Parte del escrito presentado por un grupo de templarios 

ante la comisión del papa Clemente V [1]

(Año 1309).

  ¿De qué manera conseguiría tener la mente en calma si tanto a sus treinta y dos hermanos caballeros como a él los esperaba, agazapada, la mentira, la tortura y la muerte? Para Lupo Pelagii, comendador de la Bailía de Faro [2], la convocatoria del arzobispo de Toledo en Medina del Campo, el veintisiete de abril de mil trescientos diez, significaba lo mismo que sentir, en el fragor de la batalla, la punta afilada del enemigo en el cuello. A este encuentro había sido citado, además, el maestre templario de Castilla y León, Rodrigo Yánez, algo que no auguraba nada bueno para la orden.

  Respiró hondo y saltó sobre su potro de pelaje alazán. El sonido de los cascos y los relinchos no borraron la inquietud pero le trajeron al presente sus gestas en los Santos Lugares, de las que había salido victorioso con frecuencia. Voluntariamente omitió todo pensamiento acerca de la caída en manos musulmanas de Acre, último baluarte cristiano, de mil doscientos noventa. De hacerlo la amargura lo reconcomería, puesto que muchos profanos le espetaban que, con esta conquista, el Temple[3] había perdido su razón de ser, ya que además de los votos de castidad, obediencia y humildad, como monjes que eran, se habían consagrado a erigir el Reino de los Cielos y a proteger a los peregrinos en Tierra Santa, algo que ahora resultaba imposible.

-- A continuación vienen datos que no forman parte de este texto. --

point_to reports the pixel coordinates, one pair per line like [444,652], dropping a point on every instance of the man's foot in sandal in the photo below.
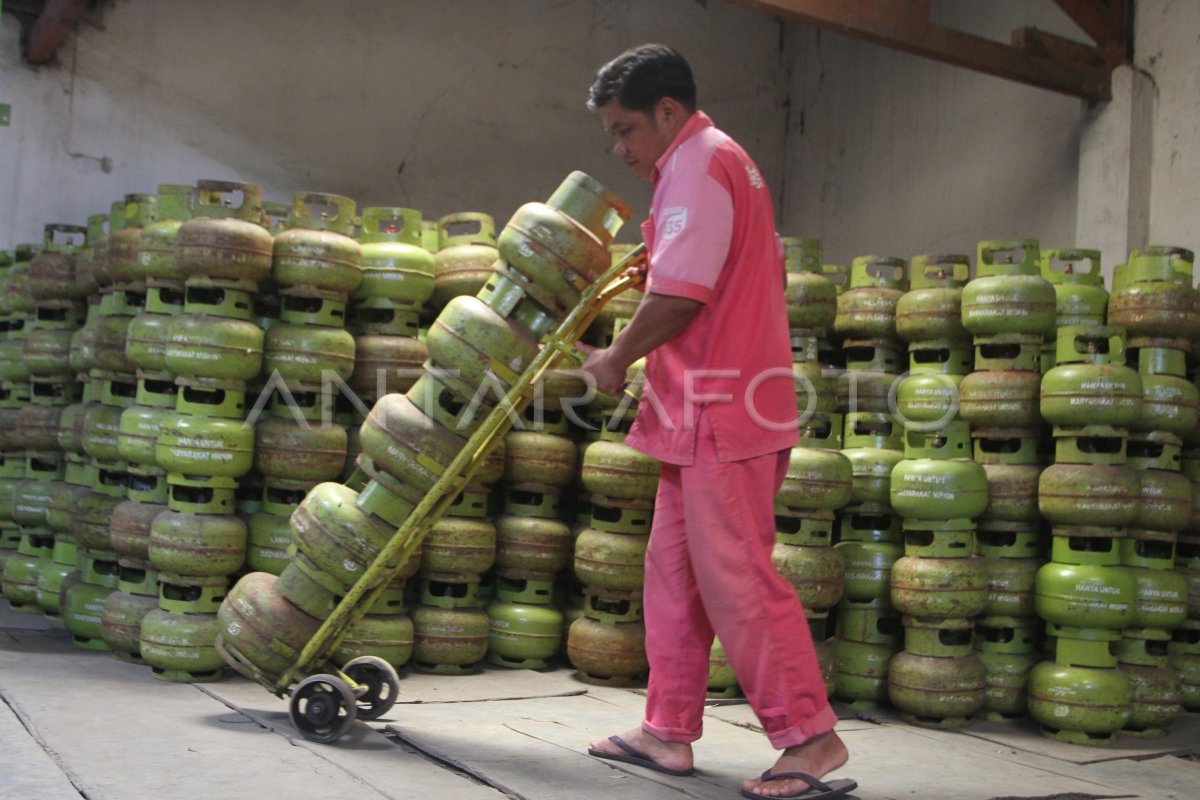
[814,759]
[643,750]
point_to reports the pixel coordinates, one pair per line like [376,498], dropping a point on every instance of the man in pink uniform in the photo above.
[713,328]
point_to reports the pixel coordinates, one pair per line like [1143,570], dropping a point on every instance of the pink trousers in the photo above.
[708,571]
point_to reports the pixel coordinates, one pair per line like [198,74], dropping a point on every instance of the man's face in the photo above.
[639,138]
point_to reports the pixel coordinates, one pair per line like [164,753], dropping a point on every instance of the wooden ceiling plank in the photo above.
[1098,19]
[52,28]
[888,24]
[1057,48]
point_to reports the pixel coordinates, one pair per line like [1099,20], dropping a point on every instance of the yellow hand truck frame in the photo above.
[327,699]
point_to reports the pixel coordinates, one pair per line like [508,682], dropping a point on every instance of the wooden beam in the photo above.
[906,26]
[1039,42]
[1107,22]
[52,28]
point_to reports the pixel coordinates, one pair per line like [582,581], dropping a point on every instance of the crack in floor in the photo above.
[293,740]
[23,719]
[450,764]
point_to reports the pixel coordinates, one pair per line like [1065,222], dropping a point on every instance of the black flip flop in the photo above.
[634,756]
[817,789]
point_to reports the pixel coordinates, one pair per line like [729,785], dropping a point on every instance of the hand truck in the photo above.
[327,701]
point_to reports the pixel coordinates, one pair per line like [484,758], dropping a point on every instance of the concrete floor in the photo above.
[78,723]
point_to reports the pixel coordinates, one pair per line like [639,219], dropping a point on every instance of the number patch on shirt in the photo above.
[675,222]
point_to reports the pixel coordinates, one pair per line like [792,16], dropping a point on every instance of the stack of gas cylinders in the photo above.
[217,410]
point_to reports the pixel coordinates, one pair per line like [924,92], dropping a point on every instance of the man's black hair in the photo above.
[642,76]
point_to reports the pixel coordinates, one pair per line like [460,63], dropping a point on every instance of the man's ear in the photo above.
[669,112]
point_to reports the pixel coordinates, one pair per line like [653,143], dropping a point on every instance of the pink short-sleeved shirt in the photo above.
[712,238]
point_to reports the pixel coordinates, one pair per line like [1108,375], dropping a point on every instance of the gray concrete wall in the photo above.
[893,154]
[1168,43]
[444,107]
[477,104]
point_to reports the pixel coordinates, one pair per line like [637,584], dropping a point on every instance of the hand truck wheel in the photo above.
[323,708]
[379,681]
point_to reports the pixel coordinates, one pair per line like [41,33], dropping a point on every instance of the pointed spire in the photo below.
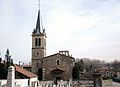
[39,30]
[38,23]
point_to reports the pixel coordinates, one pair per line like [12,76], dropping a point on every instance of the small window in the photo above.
[37,53]
[58,62]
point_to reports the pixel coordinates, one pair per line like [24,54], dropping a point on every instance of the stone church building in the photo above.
[53,67]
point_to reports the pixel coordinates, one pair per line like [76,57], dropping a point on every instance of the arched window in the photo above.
[39,42]
[58,62]
[35,41]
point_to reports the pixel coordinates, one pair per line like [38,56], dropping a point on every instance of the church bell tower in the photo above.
[38,45]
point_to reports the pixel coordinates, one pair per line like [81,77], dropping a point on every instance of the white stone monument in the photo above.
[11,77]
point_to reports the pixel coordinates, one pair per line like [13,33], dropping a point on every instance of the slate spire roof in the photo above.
[39,30]
[38,25]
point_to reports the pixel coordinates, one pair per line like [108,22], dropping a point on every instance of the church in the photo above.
[57,66]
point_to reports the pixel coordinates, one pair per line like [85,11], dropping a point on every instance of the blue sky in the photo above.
[87,28]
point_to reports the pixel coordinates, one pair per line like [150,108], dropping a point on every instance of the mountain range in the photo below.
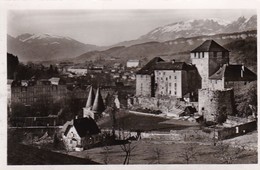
[195,27]
[40,47]
[172,39]
[178,49]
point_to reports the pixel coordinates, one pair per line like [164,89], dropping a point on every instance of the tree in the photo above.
[12,64]
[127,148]
[158,153]
[226,154]
[222,116]
[106,149]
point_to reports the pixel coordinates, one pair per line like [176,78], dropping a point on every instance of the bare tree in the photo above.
[106,149]
[227,154]
[158,153]
[127,148]
[189,153]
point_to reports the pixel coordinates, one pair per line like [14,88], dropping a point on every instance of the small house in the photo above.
[81,133]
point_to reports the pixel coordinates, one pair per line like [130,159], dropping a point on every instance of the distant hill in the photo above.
[241,44]
[41,47]
[195,27]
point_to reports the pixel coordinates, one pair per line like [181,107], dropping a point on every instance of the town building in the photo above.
[220,79]
[175,79]
[80,133]
[208,58]
[159,78]
[132,63]
[78,70]
[94,105]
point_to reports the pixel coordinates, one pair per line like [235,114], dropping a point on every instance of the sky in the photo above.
[107,27]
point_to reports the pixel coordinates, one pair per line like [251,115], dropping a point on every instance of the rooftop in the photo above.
[234,73]
[173,66]
[209,45]
[149,67]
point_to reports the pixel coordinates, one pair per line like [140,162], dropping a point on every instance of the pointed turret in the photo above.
[98,105]
[91,98]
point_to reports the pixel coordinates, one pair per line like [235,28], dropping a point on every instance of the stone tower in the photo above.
[94,106]
[91,97]
[208,58]
[98,105]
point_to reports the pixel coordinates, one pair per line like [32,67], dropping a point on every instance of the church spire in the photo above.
[98,105]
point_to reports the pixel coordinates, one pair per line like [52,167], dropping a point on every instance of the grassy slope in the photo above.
[170,154]
[130,121]
[19,154]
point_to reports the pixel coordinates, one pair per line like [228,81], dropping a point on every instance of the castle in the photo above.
[210,76]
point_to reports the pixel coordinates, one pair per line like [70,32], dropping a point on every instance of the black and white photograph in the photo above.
[131,86]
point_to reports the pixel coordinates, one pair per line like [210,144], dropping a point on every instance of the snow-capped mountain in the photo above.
[32,47]
[199,27]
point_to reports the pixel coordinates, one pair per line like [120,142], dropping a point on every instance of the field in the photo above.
[144,122]
[18,154]
[146,152]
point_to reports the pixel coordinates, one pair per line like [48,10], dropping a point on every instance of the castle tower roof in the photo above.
[91,98]
[98,105]
[209,45]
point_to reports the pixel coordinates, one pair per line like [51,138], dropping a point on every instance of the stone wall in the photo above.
[214,102]
[143,85]
[163,104]
[202,65]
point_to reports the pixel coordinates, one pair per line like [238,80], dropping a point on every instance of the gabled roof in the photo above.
[149,67]
[98,105]
[84,126]
[234,73]
[173,66]
[209,45]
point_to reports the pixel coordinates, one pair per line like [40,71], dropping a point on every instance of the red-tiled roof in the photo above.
[234,73]
[209,45]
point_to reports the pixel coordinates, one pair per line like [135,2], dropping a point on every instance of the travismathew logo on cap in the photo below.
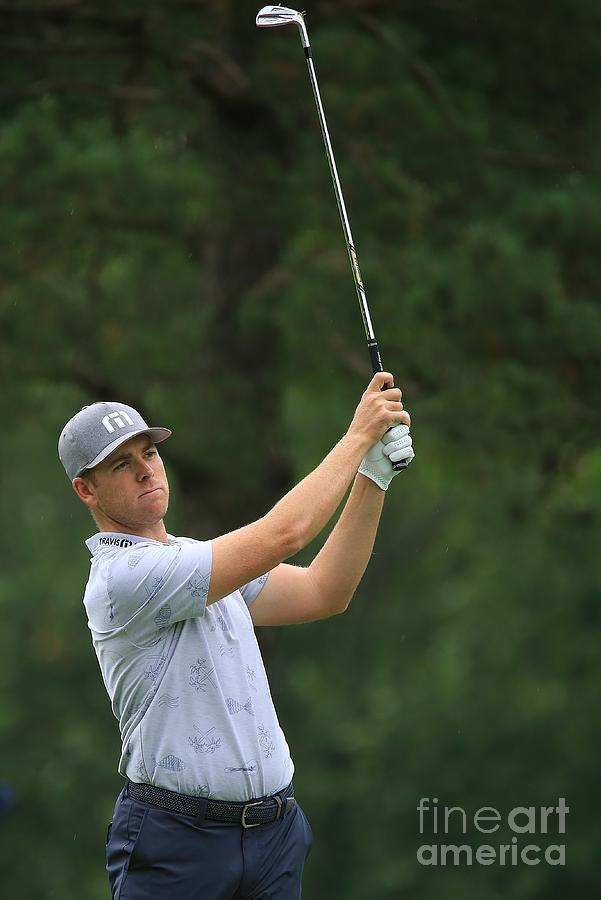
[119,418]
[97,430]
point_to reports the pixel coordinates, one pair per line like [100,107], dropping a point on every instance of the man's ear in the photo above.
[84,489]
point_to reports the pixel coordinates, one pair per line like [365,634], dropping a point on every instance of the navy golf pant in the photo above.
[153,854]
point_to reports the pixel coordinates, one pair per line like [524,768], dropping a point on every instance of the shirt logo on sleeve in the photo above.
[116,542]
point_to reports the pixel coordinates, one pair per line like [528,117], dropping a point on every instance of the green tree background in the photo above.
[170,238]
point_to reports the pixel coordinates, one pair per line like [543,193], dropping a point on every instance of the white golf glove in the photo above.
[395,445]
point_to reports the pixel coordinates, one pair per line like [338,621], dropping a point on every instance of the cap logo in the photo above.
[117,418]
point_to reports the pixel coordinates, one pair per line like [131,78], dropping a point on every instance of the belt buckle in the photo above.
[243,817]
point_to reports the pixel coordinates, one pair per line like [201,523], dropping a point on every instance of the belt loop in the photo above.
[202,811]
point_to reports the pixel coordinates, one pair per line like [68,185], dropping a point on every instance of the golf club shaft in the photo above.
[372,344]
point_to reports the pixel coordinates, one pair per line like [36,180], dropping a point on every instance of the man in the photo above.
[208,809]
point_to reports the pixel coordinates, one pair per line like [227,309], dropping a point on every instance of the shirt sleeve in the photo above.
[162,584]
[252,590]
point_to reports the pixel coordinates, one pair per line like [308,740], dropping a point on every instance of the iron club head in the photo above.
[274,16]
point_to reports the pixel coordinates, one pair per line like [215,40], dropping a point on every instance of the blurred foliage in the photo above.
[170,238]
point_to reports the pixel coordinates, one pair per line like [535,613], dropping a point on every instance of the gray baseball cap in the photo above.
[95,431]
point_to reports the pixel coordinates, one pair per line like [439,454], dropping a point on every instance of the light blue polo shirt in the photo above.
[186,680]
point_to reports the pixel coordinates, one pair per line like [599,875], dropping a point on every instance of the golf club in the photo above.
[274,17]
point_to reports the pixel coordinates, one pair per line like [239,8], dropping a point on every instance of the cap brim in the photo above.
[157,435]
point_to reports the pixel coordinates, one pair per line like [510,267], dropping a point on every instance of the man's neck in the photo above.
[156,532]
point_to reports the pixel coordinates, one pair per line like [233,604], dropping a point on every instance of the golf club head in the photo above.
[274,16]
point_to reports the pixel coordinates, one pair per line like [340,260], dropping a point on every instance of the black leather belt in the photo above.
[249,815]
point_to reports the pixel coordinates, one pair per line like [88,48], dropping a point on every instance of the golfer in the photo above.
[208,810]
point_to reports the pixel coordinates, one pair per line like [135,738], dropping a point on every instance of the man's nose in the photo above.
[144,469]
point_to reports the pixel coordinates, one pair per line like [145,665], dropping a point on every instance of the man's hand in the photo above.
[394,446]
[379,408]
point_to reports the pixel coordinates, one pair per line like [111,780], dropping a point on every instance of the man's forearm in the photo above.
[339,566]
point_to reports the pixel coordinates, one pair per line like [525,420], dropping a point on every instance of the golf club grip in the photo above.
[377,366]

  Inhaló y exhaló hasta que su respiración fue acompasada mientras trotaba montado en el equino, acariciándole la crin con ternura. Debía dar imagen de tranquilidad no solo ante los caballeros, sus iguales, sino también de cara a los sargentos, escuderos, capellanes e, incluso, frente a los hermanos de oficio, permitiendo que estos últimos desarrollaran sus labores domésticas y de servicio en completa normalidad. Se veía obligado a fingir, por supuesto, aunque esta fuese una de las maneras en las que se encerraba la falsedad. Pero le pedía a Dios una y otra vez que lo perdonase: la paz de su gente, en este trance tan delicado, era más importante que un pecado suyo.

  Así que le dio un golpecito en el anca a su corcel y galopó liberando la culpa, los malos presentimientos y la energía. Zigzagueó entre robles, fresnos y tojos, evitando los zarpazos de estos, pues las espinas dañarían el caballo. Se deleitó con su color amarillo brillante, que daba la sensación de haber atrapado dentro los rayos del sol. Y con su aroma dulzón, que le recordaba el sabor a miel. Llegó muy rápido al sitio que más lo reconfortaba: el puente romano.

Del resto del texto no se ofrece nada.